Innovo, alongside Chinese real estate developer and investor Nan Fung Group and Atalaya Capital Management, bought the site in January 2019 for $75 million from Atlas Capital Group, with plans to start construction on this project last year

Eastdil Secured arranged the debt financing in this deal, sources said.

“This transaction supports our philosophy that there is significant value in Long Island City developments,” Innovo founder and CEO Andrew Chung said in a statement. “Industrial has been one of the best-performing sectors in real estate, driven by the significant increase in e-commerce spending. We believe that this expansive, state-of-the-art facility with on-site parking will be in high demand.”

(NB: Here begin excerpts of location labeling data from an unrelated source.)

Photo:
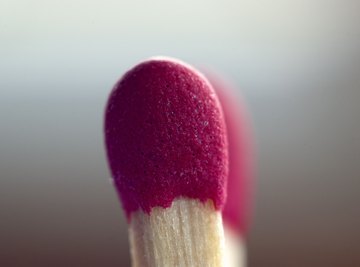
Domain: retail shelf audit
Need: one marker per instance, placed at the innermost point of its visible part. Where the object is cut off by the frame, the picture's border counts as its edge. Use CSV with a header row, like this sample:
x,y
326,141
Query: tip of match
x,y
165,136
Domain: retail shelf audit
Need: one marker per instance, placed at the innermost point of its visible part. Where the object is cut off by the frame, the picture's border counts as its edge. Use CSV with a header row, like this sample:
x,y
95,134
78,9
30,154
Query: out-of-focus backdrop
x,y
296,62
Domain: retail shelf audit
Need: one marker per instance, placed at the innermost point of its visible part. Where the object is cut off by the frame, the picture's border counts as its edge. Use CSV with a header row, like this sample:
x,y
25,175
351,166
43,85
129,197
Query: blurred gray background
x,y
297,63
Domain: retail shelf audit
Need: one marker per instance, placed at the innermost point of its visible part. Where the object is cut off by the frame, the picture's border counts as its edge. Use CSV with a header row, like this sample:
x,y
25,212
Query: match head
x,y
165,137
237,210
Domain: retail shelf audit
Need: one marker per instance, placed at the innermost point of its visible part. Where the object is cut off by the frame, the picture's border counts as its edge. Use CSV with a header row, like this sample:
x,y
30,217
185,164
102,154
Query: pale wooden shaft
x,y
189,233
235,249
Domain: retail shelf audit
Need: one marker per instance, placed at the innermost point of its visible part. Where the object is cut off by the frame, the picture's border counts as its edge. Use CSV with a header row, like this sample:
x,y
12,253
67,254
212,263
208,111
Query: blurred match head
x,y
165,137
237,209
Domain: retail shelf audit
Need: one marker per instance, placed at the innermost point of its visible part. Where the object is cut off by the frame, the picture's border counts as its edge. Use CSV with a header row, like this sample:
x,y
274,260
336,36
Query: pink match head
x,y
237,209
165,137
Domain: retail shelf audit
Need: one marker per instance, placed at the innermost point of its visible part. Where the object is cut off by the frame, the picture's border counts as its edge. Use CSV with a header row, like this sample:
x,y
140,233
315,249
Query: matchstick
x,y
166,144
237,209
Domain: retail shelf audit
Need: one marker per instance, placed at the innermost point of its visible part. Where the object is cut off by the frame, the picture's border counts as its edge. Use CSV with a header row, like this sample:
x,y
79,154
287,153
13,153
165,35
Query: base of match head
x,y
189,233
235,248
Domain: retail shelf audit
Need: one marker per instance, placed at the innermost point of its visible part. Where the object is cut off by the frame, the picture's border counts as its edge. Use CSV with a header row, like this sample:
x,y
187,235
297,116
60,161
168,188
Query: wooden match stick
x,y
236,212
167,150
189,233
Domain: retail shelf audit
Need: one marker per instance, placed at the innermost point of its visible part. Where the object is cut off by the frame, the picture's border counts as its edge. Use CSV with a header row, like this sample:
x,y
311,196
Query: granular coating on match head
x,y
237,210
165,137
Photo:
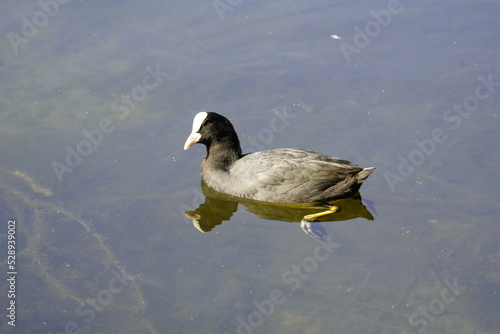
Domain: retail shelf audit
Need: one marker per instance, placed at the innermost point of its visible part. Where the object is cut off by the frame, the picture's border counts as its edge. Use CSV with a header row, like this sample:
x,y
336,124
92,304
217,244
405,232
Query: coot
x,y
286,175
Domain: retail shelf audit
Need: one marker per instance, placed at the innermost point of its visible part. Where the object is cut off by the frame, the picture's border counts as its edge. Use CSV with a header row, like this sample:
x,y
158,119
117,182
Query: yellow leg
x,y
313,217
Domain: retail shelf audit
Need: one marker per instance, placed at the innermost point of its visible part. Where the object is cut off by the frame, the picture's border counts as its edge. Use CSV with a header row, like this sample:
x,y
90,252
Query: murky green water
x,y
96,101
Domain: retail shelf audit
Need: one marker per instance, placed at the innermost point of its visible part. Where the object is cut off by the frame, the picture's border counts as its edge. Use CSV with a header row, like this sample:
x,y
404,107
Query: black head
x,y
210,129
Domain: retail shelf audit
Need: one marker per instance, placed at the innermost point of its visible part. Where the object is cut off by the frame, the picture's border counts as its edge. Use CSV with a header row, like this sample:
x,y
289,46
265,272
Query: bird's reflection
x,y
219,207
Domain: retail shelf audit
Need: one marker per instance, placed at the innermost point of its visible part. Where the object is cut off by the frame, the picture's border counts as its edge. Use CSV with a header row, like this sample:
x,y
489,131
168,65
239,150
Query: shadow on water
x,y
218,207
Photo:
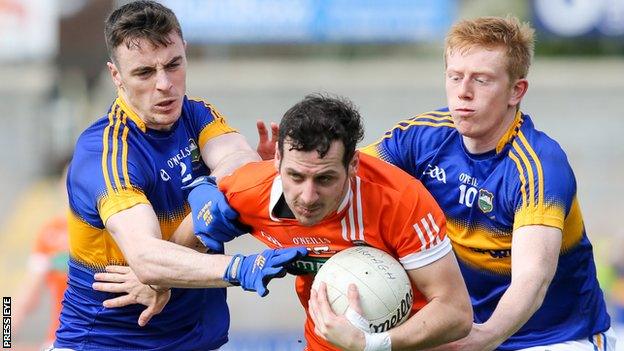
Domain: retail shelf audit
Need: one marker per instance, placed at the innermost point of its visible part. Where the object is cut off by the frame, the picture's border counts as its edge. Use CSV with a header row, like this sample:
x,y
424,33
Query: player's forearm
x,y
523,297
166,264
184,235
232,161
441,321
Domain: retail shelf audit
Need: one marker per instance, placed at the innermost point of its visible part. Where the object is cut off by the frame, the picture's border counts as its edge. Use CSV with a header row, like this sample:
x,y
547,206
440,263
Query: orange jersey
x,y
50,255
385,208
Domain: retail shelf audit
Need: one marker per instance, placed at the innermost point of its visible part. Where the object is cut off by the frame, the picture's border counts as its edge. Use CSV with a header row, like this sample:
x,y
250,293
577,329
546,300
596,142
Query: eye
x,y
173,66
481,80
324,180
454,77
296,177
143,74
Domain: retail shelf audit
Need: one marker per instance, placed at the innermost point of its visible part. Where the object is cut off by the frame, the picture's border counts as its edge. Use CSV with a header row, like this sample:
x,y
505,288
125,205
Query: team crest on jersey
x,y
195,155
485,201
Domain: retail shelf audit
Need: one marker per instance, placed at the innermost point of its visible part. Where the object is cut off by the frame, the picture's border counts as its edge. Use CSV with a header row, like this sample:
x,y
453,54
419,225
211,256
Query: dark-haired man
x,y
125,197
320,191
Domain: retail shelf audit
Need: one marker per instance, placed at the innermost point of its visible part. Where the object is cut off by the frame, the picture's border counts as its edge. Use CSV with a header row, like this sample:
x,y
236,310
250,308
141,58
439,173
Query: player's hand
x,y
254,272
266,146
122,280
215,222
477,340
338,329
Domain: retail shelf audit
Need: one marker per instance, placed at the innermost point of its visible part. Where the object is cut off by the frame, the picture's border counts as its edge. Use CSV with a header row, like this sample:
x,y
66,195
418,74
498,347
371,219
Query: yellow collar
x,y
511,132
130,113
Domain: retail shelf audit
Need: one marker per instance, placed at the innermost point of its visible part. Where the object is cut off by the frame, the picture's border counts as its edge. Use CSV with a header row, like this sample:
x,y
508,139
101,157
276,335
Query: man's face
x,y
479,93
314,187
152,80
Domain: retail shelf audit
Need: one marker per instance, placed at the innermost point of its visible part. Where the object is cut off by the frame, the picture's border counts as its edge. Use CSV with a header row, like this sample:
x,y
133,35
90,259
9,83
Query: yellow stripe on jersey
x,y
112,203
124,155
133,116
481,248
446,114
510,133
370,150
529,177
91,246
109,187
114,154
96,248
215,128
538,167
522,178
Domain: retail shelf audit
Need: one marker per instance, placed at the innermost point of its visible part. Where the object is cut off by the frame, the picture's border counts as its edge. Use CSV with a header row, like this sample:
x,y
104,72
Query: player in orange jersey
x,y
321,193
47,268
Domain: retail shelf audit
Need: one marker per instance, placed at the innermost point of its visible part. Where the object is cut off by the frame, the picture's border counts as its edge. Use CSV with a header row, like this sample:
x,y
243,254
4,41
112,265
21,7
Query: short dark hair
x,y
142,19
317,121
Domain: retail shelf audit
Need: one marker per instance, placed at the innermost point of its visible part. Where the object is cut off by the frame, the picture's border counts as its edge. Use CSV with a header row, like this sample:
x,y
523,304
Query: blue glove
x,y
254,272
215,222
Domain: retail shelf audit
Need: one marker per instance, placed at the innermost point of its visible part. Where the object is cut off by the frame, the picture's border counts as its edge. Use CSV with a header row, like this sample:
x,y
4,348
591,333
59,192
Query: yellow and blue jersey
x,y
526,180
119,163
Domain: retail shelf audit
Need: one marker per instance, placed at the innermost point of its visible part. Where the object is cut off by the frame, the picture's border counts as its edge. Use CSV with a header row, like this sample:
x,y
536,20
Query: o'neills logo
x,y
403,310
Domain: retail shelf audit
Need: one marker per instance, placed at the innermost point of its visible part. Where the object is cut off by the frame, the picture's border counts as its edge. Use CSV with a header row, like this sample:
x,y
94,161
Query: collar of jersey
x,y
130,113
511,132
277,192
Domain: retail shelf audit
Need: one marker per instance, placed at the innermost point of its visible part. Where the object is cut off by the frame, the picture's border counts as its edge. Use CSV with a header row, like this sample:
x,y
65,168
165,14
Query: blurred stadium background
x,y
254,58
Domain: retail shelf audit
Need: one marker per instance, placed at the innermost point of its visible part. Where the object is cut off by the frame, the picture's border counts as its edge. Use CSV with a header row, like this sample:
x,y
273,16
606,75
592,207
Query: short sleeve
x,y
207,120
409,142
546,186
105,176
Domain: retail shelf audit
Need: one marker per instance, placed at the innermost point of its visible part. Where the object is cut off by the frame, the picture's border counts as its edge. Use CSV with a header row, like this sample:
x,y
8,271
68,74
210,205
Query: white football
x,y
385,290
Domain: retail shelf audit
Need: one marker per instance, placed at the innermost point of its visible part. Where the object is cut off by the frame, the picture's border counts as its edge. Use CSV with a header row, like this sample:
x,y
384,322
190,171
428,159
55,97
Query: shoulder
x,y
436,123
249,176
387,178
200,107
534,148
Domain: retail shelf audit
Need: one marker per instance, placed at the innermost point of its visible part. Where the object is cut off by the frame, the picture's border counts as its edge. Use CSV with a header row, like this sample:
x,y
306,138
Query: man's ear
x,y
353,164
277,159
517,91
115,74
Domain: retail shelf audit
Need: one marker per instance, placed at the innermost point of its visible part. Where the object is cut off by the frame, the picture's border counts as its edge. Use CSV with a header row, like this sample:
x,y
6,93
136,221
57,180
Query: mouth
x,y
165,105
464,112
308,211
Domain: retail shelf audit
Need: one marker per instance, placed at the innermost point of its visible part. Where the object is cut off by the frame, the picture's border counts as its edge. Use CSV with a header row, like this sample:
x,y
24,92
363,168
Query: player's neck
x,y
489,141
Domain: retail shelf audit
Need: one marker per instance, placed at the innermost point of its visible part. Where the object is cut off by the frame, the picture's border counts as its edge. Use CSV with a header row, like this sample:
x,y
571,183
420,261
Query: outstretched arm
x,y
266,146
225,153
534,255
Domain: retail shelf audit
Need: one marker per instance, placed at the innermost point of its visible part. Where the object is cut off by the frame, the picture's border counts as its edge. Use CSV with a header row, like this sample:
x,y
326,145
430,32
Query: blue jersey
x,y
119,163
526,180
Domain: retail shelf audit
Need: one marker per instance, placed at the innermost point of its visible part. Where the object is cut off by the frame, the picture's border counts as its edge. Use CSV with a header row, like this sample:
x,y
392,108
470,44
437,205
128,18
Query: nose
x,y
465,89
309,195
163,82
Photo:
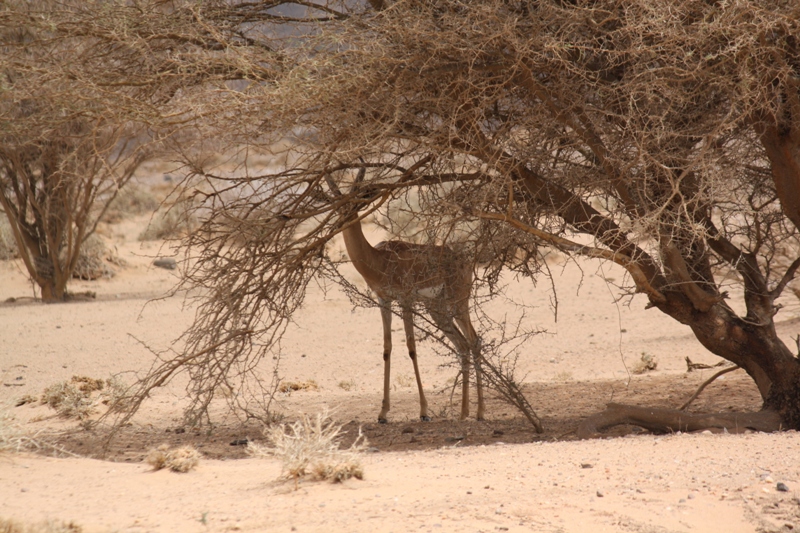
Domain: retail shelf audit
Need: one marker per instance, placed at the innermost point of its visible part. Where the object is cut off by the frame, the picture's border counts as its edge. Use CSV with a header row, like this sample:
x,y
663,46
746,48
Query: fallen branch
x,y
672,420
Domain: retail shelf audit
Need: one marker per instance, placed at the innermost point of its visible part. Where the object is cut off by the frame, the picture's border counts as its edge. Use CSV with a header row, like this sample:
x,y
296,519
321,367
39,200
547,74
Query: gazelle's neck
x,y
364,256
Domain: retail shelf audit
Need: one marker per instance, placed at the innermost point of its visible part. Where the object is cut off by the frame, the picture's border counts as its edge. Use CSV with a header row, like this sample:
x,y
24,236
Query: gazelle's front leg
x,y
386,316
408,324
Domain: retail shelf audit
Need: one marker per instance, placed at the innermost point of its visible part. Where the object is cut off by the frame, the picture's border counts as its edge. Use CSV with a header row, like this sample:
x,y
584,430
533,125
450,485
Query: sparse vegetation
x,y
51,526
290,386
309,448
8,248
170,223
131,200
181,459
646,363
347,385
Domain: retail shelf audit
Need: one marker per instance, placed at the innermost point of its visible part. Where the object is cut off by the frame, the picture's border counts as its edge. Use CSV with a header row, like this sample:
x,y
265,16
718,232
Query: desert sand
x,y
444,475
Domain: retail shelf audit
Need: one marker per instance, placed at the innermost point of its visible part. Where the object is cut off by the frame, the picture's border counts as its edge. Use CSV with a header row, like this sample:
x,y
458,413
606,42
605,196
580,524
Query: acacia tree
x,y
680,120
64,152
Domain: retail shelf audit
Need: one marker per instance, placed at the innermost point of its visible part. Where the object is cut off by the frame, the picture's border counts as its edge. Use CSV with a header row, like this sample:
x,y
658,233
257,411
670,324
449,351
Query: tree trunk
x,y
783,151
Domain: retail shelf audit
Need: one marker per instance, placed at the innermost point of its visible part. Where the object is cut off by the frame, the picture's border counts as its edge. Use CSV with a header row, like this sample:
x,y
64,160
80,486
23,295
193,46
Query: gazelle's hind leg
x,y
386,316
465,324
446,325
408,324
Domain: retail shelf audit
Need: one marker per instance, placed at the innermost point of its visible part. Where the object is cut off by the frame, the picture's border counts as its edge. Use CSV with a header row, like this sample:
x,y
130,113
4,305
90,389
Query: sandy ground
x,y
445,475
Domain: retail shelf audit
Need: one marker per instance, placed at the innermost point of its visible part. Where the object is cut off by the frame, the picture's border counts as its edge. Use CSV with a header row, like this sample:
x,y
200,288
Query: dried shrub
x,y
12,437
68,400
289,386
181,459
8,247
309,448
170,223
646,363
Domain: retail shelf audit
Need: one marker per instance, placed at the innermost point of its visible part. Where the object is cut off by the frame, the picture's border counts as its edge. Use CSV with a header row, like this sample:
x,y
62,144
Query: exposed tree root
x,y
672,420
705,384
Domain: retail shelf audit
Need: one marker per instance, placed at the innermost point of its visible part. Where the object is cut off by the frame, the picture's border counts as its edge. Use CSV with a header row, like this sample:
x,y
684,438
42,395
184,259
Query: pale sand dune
x,y
648,483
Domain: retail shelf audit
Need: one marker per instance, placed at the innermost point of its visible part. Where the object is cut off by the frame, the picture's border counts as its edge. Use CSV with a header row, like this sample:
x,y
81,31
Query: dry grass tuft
x,y
347,385
68,400
170,223
12,438
289,386
647,363
181,459
131,200
12,526
92,260
309,448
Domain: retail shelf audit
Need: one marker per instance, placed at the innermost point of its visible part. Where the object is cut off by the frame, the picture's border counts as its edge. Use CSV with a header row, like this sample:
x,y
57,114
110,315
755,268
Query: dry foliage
x,y
662,137
289,386
52,526
309,448
81,396
181,459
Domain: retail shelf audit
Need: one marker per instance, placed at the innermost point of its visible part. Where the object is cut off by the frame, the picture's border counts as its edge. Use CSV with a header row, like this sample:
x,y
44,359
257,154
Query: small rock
x,y
167,263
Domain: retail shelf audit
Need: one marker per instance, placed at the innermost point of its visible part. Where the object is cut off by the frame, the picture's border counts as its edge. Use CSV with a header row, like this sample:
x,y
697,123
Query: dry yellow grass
x,y
309,448
289,386
181,459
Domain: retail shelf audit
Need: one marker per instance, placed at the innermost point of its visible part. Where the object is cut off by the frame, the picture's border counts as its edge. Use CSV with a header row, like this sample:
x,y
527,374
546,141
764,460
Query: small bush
x,y
92,259
8,246
181,459
347,385
68,400
12,526
170,223
309,448
131,200
12,438
289,386
76,398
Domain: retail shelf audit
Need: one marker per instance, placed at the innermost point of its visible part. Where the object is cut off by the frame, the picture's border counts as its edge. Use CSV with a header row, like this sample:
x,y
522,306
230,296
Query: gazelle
x,y
436,277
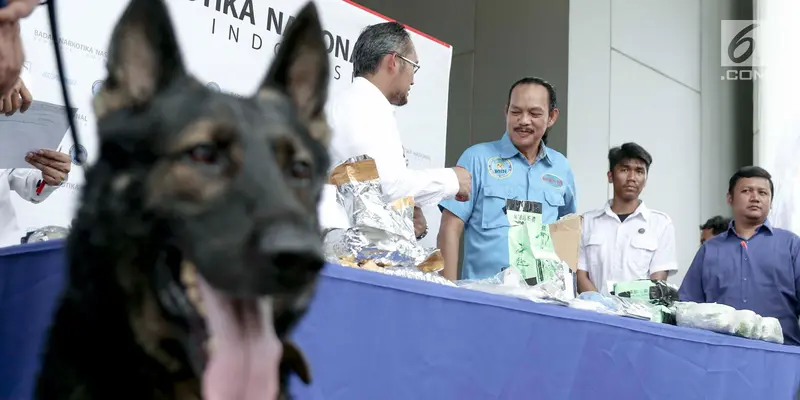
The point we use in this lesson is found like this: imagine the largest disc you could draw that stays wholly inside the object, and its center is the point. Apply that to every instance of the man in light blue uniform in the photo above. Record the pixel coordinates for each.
(518, 166)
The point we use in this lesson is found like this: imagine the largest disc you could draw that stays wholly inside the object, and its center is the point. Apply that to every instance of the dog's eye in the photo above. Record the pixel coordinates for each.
(301, 169)
(207, 153)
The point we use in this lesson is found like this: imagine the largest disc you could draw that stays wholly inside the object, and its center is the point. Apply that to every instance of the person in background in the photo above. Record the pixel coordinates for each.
(51, 170)
(625, 240)
(363, 122)
(751, 266)
(11, 52)
(713, 227)
(518, 166)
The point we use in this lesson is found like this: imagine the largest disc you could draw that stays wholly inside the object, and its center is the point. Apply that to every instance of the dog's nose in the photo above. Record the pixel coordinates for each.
(291, 247)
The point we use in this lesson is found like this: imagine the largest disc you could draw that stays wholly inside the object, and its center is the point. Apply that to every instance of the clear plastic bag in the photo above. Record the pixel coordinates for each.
(615, 305)
(510, 282)
(725, 319)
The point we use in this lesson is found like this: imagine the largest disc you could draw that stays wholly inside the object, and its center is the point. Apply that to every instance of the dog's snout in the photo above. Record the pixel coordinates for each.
(289, 246)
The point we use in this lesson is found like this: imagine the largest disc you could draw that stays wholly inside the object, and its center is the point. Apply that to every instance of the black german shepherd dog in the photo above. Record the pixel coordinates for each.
(196, 248)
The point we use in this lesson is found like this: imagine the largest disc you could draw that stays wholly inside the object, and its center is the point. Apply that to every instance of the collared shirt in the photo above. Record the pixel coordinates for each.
(619, 251)
(363, 122)
(500, 172)
(23, 181)
(760, 274)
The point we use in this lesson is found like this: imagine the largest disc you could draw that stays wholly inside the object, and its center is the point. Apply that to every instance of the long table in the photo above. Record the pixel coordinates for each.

In the time since the acquisition, the trio have demolished the existing FreshDirect warehouse and solidified its plans for the new project, which will provide direct access for last-mile distribution to the rest of Queens, as well as Manhattan and Brooklyn, due to its location at the entrance of the Midtown Tunnel and its proximity to Brooklyn. 

Innovo’s made a number of splashes in New York’s industrial market in the last few years, including in April 2020 — right after COVID-19 gripped the economy — when it locked in more than $300 million in construction debt from Bank OZK (OZK) and EverWest Real Estate Investors to build a 1 million-square-foot industrial property in the Bronx, as Commercial Observer previously reported. Innovo is partnered with Square Mile Capital Management in that deal.

This story was updated to include that Eastdil Secured arranged the debt financing that was provided to Innovo.